Given Ms Boyd’s new law doesn’t come into force until August, as yet, no one has been sentenced to physical castration. There are precedents in Louisiana, however. In April, Glenn Sullivan, a 54-year-old who repeatedly raped a 14-year-old girl, agreed to the removal of his testicles as part of a 50-year sentence.
In such cases, as with surgery for testicular cancer, the patient is anaesthetised, a doctor makes an incision just above the pubic area and the testicles are removed through the opening.
Offenders in Louisiana will be allowed to refuse the operation, but they must then serve another three to five years in prison, possibly with hard labour.
While that may sound tempting, those acquainted with the prison farm at Angola — named after a slave plantation that stood on the spot — say otherwise. Angola is where rapists are sent and where the prison museum exhibits horrific pictures of the violence inmates have inflicted upon each other.
Authorities on Angola suggest that child abusers might accept anything, including castration, to get out as soon as possible.
There’s no doubting the issue is divisive, but Representative Boyd says she’s had more calls from local people who support her bill than from those who oppose it.
The Mail certainly found conflicting views as locals around the Louisiana digested the news of the state’s latest hardline response to crime. I met Doris Runcie and daughter Natalia Gaylord — accompanied by three small children of her own — filling up at a garage in Baton Rouge.
The castration bill was enthusiastically rubber-stamped by Louisiana’s Bible-thumping governor, Jeff Landry, a former police officer
A prisoner’s hands hanging outside the bars inside a punishment cell wing at Angola prison in Louisiana
‘I say ‘Yeah’,’ said Mrs Runcie to the idea of castrating rapists. ‘For the same reason I tell my daughter to neuter her stupid dog. It would be so much happier.’
She continued: ‘Someone who doesn’t act like a conscientious being should definitely be treated like an animal. There’s no reason why a child rapist should be allowed to do it again.’

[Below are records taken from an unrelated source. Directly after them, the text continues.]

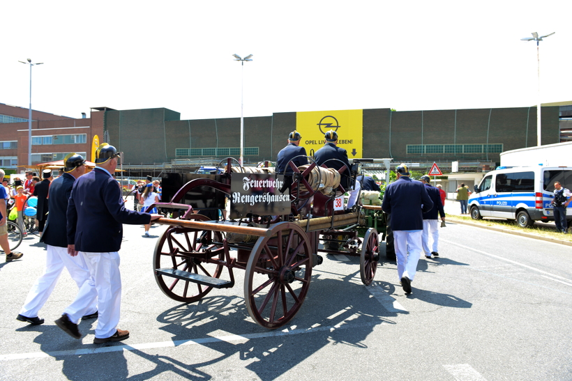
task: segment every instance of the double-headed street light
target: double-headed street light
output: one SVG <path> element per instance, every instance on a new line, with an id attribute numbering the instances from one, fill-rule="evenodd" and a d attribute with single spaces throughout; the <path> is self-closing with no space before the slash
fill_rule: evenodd
<path id="1" fill-rule="evenodd" d="M 242 155 L 244 150 L 244 118 L 243 116 L 243 109 L 244 109 L 244 61 L 253 61 L 250 59 L 250 57 L 253 56 L 252 54 L 248 54 L 246 57 L 241 58 L 240 56 L 238 54 L 232 54 L 232 56 L 236 59 L 234 61 L 241 61 L 241 66 L 242 66 L 242 69 L 241 71 L 241 166 L 242 166 Z"/>
<path id="2" fill-rule="evenodd" d="M 542 41 L 542 39 L 548 37 L 549 36 L 552 36 L 556 32 L 552 32 L 550 34 L 547 34 L 546 36 L 541 36 L 539 37 L 539 33 L 534 32 L 532 33 L 532 37 L 525 37 L 524 38 L 521 38 L 522 41 L 536 41 L 536 60 L 538 61 L 539 64 L 539 94 L 538 94 L 538 104 L 536 106 L 536 139 L 538 139 L 537 145 L 541 146 L 542 143 L 541 142 L 541 117 L 540 117 L 540 53 L 539 52 L 539 42 Z"/>
<path id="3" fill-rule="evenodd" d="M 28 109 L 28 166 L 32 166 L 32 66 L 34 65 L 43 65 L 43 62 L 32 63 L 32 60 L 27 59 L 28 62 L 19 61 L 26 65 L 30 65 L 30 107 Z"/>

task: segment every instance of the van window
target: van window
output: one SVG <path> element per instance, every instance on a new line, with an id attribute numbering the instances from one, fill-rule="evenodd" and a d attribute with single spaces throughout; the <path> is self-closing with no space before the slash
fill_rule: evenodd
<path id="1" fill-rule="evenodd" d="M 481 185 L 479 186 L 479 192 L 485 192 L 490 189 L 490 184 L 492 182 L 492 175 L 489 175 L 483 179 Z"/>
<path id="2" fill-rule="evenodd" d="M 495 187 L 499 192 L 534 192 L 534 172 L 499 173 Z"/>
<path id="3" fill-rule="evenodd" d="M 560 182 L 560 185 L 569 189 L 572 187 L 572 171 L 569 169 L 552 169 L 550 171 L 545 171 L 543 173 L 543 185 L 544 190 L 552 192 L 554 189 L 554 183 L 557 181 Z"/>

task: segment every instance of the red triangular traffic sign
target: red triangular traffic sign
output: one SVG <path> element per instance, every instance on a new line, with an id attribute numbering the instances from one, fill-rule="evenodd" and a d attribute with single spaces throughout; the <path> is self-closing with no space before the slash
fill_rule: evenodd
<path id="1" fill-rule="evenodd" d="M 437 163 L 433 163 L 433 166 L 431 167 L 431 169 L 429 170 L 429 176 L 442 176 L 443 173 L 441 172 L 441 170 L 437 166 Z"/>

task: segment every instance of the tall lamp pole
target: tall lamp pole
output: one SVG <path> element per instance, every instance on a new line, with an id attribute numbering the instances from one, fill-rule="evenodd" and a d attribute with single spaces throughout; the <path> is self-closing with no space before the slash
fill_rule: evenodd
<path id="1" fill-rule="evenodd" d="M 253 56 L 252 54 L 248 54 L 243 59 L 241 58 L 240 56 L 238 54 L 232 54 L 232 56 L 234 57 L 234 61 L 241 61 L 241 66 L 242 68 L 241 69 L 241 158 L 240 162 L 241 166 L 242 166 L 243 160 L 242 160 L 242 155 L 243 152 L 244 152 L 244 118 L 243 116 L 243 110 L 244 109 L 244 61 L 253 61 L 250 59 L 250 57 Z"/>
<path id="2" fill-rule="evenodd" d="M 522 41 L 536 41 L 536 61 L 538 61 L 538 68 L 539 68 L 539 93 L 538 93 L 538 104 L 536 105 L 536 139 L 537 140 L 537 146 L 542 146 L 542 143 L 541 142 L 541 117 L 540 117 L 540 105 L 541 105 L 541 98 L 540 98 L 540 52 L 539 51 L 539 42 L 542 41 L 542 39 L 548 37 L 549 36 L 552 36 L 556 32 L 552 32 L 550 34 L 547 34 L 546 36 L 541 36 L 539 37 L 539 33 L 534 32 L 532 34 L 532 37 L 525 37 L 524 38 L 521 38 L 520 40 Z"/>
<path id="3" fill-rule="evenodd" d="M 43 65 L 43 62 L 32 63 L 32 60 L 27 59 L 28 62 L 19 61 L 26 65 L 30 65 L 30 107 L 28 109 L 28 166 L 32 166 L 32 66 L 34 65 Z"/>

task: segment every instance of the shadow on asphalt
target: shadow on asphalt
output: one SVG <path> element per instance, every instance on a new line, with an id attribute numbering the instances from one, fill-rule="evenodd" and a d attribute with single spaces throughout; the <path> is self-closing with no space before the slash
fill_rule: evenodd
<path id="1" fill-rule="evenodd" d="M 345 279 L 353 277 L 355 274 Z M 375 326 L 395 324 L 391 318 L 398 313 L 387 312 L 379 308 L 379 304 L 371 302 L 370 295 L 362 284 L 319 278 L 320 275 L 313 276 L 312 286 L 303 305 L 285 325 L 295 325 L 294 329 L 301 330 L 299 334 L 283 334 L 280 329 L 271 331 L 255 324 L 248 316 L 243 298 L 236 296 L 209 295 L 197 303 L 179 304 L 161 313 L 157 318 L 165 324 L 161 329 L 172 335 L 174 341 L 221 334 L 247 336 L 243 343 L 221 340 L 200 344 L 209 348 L 211 352 L 217 351 L 222 355 L 208 361 L 188 364 L 189 374 L 179 374 L 190 379 L 202 379 L 205 375 L 196 373 L 197 368 L 238 355 L 249 363 L 246 367 L 261 380 L 273 380 L 332 342 L 367 348 L 363 341 Z M 359 302 L 356 303 L 356 300 Z M 266 336 L 268 334 L 270 334 Z M 249 334 L 260 336 L 249 339 Z M 149 374 L 149 377 L 172 370 L 172 365 L 167 363 L 175 360 L 160 357 L 164 361 Z"/>

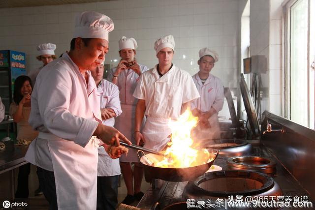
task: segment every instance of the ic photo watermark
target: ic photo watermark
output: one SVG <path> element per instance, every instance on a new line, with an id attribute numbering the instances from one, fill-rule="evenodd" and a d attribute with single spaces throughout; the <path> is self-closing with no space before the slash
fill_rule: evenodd
<path id="1" fill-rule="evenodd" d="M 15 207 L 27 207 L 28 204 L 26 202 L 10 202 L 9 201 L 4 201 L 2 203 L 2 206 L 4 209 L 13 208 Z"/>
<path id="2" fill-rule="evenodd" d="M 245 208 L 310 208 L 313 209 L 313 203 L 307 196 L 229 196 L 227 199 L 187 199 L 188 209 Z"/>

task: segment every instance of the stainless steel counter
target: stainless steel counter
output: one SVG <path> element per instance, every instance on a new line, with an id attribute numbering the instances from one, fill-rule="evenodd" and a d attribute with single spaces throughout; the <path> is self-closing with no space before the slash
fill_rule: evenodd
<path id="1" fill-rule="evenodd" d="M 255 155 L 269 158 L 277 163 L 277 172 L 272 177 L 280 185 L 284 196 L 290 196 L 292 198 L 295 196 L 308 196 L 310 198 L 309 201 L 312 202 L 313 207 L 315 206 L 315 201 L 272 154 L 270 150 L 261 144 L 253 145 L 253 146 Z M 221 166 L 222 170 L 229 169 L 227 158 L 220 158 L 220 155 L 214 164 Z M 146 192 L 137 207 L 150 209 L 156 202 L 159 202 L 162 209 L 172 204 L 186 201 L 182 198 L 182 196 L 187 183 L 187 181 L 172 182 L 158 180 L 155 183 L 154 187 L 151 187 Z"/>

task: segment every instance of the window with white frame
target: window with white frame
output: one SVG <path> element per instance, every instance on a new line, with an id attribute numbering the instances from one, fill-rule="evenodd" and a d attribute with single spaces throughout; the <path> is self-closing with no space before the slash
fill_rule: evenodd
<path id="1" fill-rule="evenodd" d="M 312 129 L 315 125 L 315 76 L 312 67 L 315 59 L 315 22 L 311 11 L 315 11 L 315 1 L 290 0 L 284 9 L 285 116 Z"/>

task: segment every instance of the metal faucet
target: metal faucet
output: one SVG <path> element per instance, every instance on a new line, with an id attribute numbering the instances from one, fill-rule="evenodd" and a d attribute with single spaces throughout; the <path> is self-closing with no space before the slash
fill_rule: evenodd
<path id="1" fill-rule="evenodd" d="M 265 135 L 267 133 L 270 133 L 271 132 L 281 132 L 282 133 L 284 133 L 284 132 L 285 132 L 285 131 L 283 129 L 279 130 L 273 130 L 271 128 L 271 124 L 269 123 L 269 122 L 267 120 L 267 130 L 264 130 L 262 132 L 262 135 Z"/>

Her daughter, Natalia, said she worried castration might seem too much like ‘vengeance’. But she accepted many Louisianans are ‘pro-life’ (anti-abortion) and ‘we’ve got to do more to stop rape’.

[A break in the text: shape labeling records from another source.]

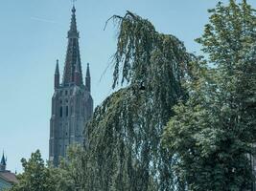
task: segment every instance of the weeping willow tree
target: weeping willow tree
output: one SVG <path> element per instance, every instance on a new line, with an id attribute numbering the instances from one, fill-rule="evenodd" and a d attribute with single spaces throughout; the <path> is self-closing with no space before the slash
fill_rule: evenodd
<path id="1" fill-rule="evenodd" d="M 172 107 L 186 99 L 192 54 L 181 41 L 159 33 L 128 11 L 118 23 L 113 89 L 95 109 L 85 132 L 89 190 L 175 190 L 171 161 L 160 143 Z"/>

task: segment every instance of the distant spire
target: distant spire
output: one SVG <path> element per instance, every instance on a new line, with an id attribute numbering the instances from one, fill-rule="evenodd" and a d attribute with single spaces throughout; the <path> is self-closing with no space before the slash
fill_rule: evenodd
<path id="1" fill-rule="evenodd" d="M 86 77 L 90 77 L 90 64 L 87 63 Z"/>
<path id="2" fill-rule="evenodd" d="M 68 46 L 66 52 L 66 60 L 63 74 L 63 85 L 67 85 L 75 82 L 75 70 L 78 63 L 78 70 L 80 73 L 79 81 L 82 84 L 82 73 L 80 57 L 80 46 L 79 46 L 79 32 L 77 29 L 76 20 L 76 8 L 72 8 L 72 17 L 70 23 L 70 30 L 68 32 Z"/>
<path id="3" fill-rule="evenodd" d="M 79 38 L 79 32 L 77 29 L 77 19 L 76 19 L 76 8 L 72 8 L 72 17 L 70 23 L 70 30 L 68 32 L 68 37 Z"/>
<path id="4" fill-rule="evenodd" d="M 0 163 L 0 171 L 6 170 L 6 161 L 7 161 L 7 159 L 5 158 L 5 153 L 3 151 L 3 156 L 2 156 L 2 159 L 1 159 L 1 163 Z"/>
<path id="5" fill-rule="evenodd" d="M 90 75 L 90 65 L 87 63 L 86 77 L 85 77 L 85 88 L 88 92 L 91 92 L 91 75 Z"/>

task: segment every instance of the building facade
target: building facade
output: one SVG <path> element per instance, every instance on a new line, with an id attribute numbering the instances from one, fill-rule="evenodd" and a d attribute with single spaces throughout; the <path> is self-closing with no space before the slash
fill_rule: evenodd
<path id="1" fill-rule="evenodd" d="M 58 60 L 55 71 L 55 93 L 52 97 L 50 119 L 49 159 L 58 165 L 59 157 L 65 158 L 67 147 L 82 144 L 85 123 L 93 113 L 91 77 L 87 64 L 83 83 L 77 30 L 76 9 L 72 9 L 68 46 L 62 81 L 59 81 Z M 86 140 L 85 140 L 86 141 Z"/>

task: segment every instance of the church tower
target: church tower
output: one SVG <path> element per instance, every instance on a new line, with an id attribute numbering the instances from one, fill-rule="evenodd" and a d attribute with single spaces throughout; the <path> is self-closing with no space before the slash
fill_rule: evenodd
<path id="1" fill-rule="evenodd" d="M 76 9 L 72 9 L 68 45 L 62 81 L 59 81 L 58 60 L 55 71 L 55 93 L 52 97 L 50 119 L 49 159 L 58 166 L 59 157 L 66 157 L 67 147 L 83 143 L 83 130 L 93 113 L 93 99 L 90 94 L 91 77 L 87 64 L 85 84 L 82 80 L 77 30 Z M 86 140 L 85 140 L 86 141 Z"/>

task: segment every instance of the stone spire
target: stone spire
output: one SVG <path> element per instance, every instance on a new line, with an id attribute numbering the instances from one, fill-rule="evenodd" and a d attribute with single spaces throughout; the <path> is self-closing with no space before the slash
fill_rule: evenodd
<path id="1" fill-rule="evenodd" d="M 3 152 L 3 156 L 2 156 L 2 159 L 1 159 L 1 163 L 0 163 L 0 171 L 6 171 L 6 158 L 5 158 L 5 154 Z"/>
<path id="2" fill-rule="evenodd" d="M 82 85 L 82 73 L 80 57 L 79 32 L 76 21 L 76 9 L 73 6 L 70 30 L 68 32 L 68 46 L 66 52 L 66 60 L 63 74 L 63 86 L 75 82 L 75 70 L 78 60 L 78 70 L 80 73 L 79 83 Z"/>
<path id="3" fill-rule="evenodd" d="M 79 70 L 79 59 L 77 59 L 76 66 L 75 66 L 75 84 L 77 86 L 81 85 L 80 81 L 80 70 Z"/>
<path id="4" fill-rule="evenodd" d="M 58 87 L 59 87 L 59 71 L 58 71 L 58 60 L 57 60 L 55 69 L 55 88 Z"/>
<path id="5" fill-rule="evenodd" d="M 88 92 L 91 92 L 91 75 L 90 75 L 90 65 L 87 63 L 86 77 L 85 77 L 85 88 Z"/>

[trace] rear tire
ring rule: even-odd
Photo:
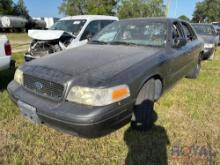
[[[131,128],[147,131],[154,125],[155,80],[150,79],[140,90],[131,120]]]

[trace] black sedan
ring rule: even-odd
[[[177,19],[115,22],[89,44],[26,63],[8,86],[34,123],[99,137],[131,122],[153,126],[154,102],[179,79],[196,78],[203,42]]]

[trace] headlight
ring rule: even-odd
[[[205,44],[204,48],[214,48],[214,44]]]
[[[75,86],[70,90],[67,100],[91,106],[105,106],[130,96],[127,85],[112,88],[87,88]]]
[[[15,72],[14,80],[20,84],[23,85],[23,72],[20,69],[17,69]]]

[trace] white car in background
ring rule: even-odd
[[[118,21],[118,18],[103,15],[69,16],[60,19],[48,30],[29,30],[32,42],[25,54],[25,61],[85,45],[90,38],[114,21]]]
[[[11,59],[11,55],[11,45],[7,36],[0,35],[0,71],[14,66],[15,63]]]

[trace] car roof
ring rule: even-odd
[[[208,25],[208,26],[213,26],[211,23],[191,23],[192,25]]]
[[[174,21],[182,21],[177,18],[169,18],[169,17],[140,17],[140,18],[128,18],[122,19],[120,21],[138,21],[138,20],[149,20],[149,21],[158,21],[158,22],[174,22]]]
[[[74,19],[86,19],[89,21],[93,21],[93,20],[116,20],[118,21],[118,17],[106,16],[106,15],[76,15],[76,16],[67,16],[67,17],[61,18],[60,20],[74,20]]]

In New Orleans, however, a 40-year-old black writer called Flint Sutton was dismayed.
‘Castration’s such a final decision — it’s way too punitive as it’s irreversible,’ he said.
He believes that in such cases the burden of proof would have to rise substantially to ensure innocent people don’t suffer wrongful and irreversible punishment: ‘It’s not like you’ll easily be able to say ‘Oops, we made a mistake’.’

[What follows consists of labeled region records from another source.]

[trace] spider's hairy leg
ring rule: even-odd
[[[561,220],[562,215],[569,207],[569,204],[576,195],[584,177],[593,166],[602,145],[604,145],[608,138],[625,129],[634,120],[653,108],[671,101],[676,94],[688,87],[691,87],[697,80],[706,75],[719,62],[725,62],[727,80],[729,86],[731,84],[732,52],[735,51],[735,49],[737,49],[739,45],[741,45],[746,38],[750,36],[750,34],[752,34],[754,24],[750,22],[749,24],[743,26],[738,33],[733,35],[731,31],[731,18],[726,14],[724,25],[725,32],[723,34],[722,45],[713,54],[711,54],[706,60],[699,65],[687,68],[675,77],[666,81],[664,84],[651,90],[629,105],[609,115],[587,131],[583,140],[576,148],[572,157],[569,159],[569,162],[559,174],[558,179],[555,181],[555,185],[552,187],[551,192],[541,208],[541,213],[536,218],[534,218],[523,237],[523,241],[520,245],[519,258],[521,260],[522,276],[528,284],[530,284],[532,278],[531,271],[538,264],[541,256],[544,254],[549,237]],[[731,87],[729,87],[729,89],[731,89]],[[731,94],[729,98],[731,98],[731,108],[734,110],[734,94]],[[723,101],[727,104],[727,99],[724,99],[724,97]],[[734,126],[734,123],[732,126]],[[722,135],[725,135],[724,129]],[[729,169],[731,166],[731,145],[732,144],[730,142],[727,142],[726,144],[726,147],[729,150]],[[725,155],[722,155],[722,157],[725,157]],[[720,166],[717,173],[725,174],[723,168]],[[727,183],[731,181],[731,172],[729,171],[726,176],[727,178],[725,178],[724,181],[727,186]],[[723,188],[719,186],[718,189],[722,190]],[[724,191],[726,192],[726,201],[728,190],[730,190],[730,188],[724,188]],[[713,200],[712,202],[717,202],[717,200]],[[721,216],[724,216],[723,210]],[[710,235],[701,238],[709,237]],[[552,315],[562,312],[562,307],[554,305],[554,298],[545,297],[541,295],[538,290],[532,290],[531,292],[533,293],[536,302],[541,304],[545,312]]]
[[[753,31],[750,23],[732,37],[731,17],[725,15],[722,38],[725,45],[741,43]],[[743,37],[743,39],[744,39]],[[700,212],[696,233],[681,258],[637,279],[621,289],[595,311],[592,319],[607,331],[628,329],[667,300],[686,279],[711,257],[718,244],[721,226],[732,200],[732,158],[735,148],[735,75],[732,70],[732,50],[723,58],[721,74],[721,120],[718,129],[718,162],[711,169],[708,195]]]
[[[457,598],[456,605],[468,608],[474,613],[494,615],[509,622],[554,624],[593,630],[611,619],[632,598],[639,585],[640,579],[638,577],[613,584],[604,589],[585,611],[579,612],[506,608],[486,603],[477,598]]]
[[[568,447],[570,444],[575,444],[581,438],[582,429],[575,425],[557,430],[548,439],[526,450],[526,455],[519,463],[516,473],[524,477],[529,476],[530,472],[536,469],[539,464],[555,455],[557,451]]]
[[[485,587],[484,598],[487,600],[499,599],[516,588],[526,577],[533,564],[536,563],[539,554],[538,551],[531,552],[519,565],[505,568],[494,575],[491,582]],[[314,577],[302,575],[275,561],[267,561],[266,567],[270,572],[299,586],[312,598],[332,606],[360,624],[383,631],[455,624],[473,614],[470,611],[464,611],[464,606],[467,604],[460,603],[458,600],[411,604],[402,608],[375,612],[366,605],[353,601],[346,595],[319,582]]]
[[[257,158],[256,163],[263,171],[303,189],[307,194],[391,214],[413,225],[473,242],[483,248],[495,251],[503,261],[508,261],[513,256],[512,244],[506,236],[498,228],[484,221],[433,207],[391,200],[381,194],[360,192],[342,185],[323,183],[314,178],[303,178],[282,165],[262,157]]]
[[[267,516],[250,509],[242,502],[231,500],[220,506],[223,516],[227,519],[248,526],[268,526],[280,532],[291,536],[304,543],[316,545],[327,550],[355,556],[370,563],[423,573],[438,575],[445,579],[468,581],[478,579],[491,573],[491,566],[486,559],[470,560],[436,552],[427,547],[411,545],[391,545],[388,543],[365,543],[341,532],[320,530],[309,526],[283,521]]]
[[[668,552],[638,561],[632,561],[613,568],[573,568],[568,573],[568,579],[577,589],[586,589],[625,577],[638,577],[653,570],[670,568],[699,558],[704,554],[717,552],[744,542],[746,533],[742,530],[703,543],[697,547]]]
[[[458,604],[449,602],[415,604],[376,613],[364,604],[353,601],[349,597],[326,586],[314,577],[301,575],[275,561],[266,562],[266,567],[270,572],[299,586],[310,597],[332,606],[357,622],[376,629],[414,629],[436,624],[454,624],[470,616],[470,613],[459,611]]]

Not that he was particularly surprised by the new measure. ‘We’re in the South and we do retain a Biblical perspective,’ he said.
Drive through the swampy bayou country of the Mississippi Delta, and that perspective isn’t hard to find. Keith Corley, a 54-year-old jukebox technician in Baton Rouge, is a former Texas prison guard. He believes castration is a ‘grand idea’.
He had sympathy for other criminals who might offend because, for example, of straitened circumstances. But Mr Corley considered child rapists to be ‘some of the scummiest and most evil people in the world’ and was frankly ‘amazed that they’re allowed to keep living’.
What happened if a convicted person later turned out to have been innocent, I asked.
‘There’s nothing in this world that’s perfect,’ he shrugged.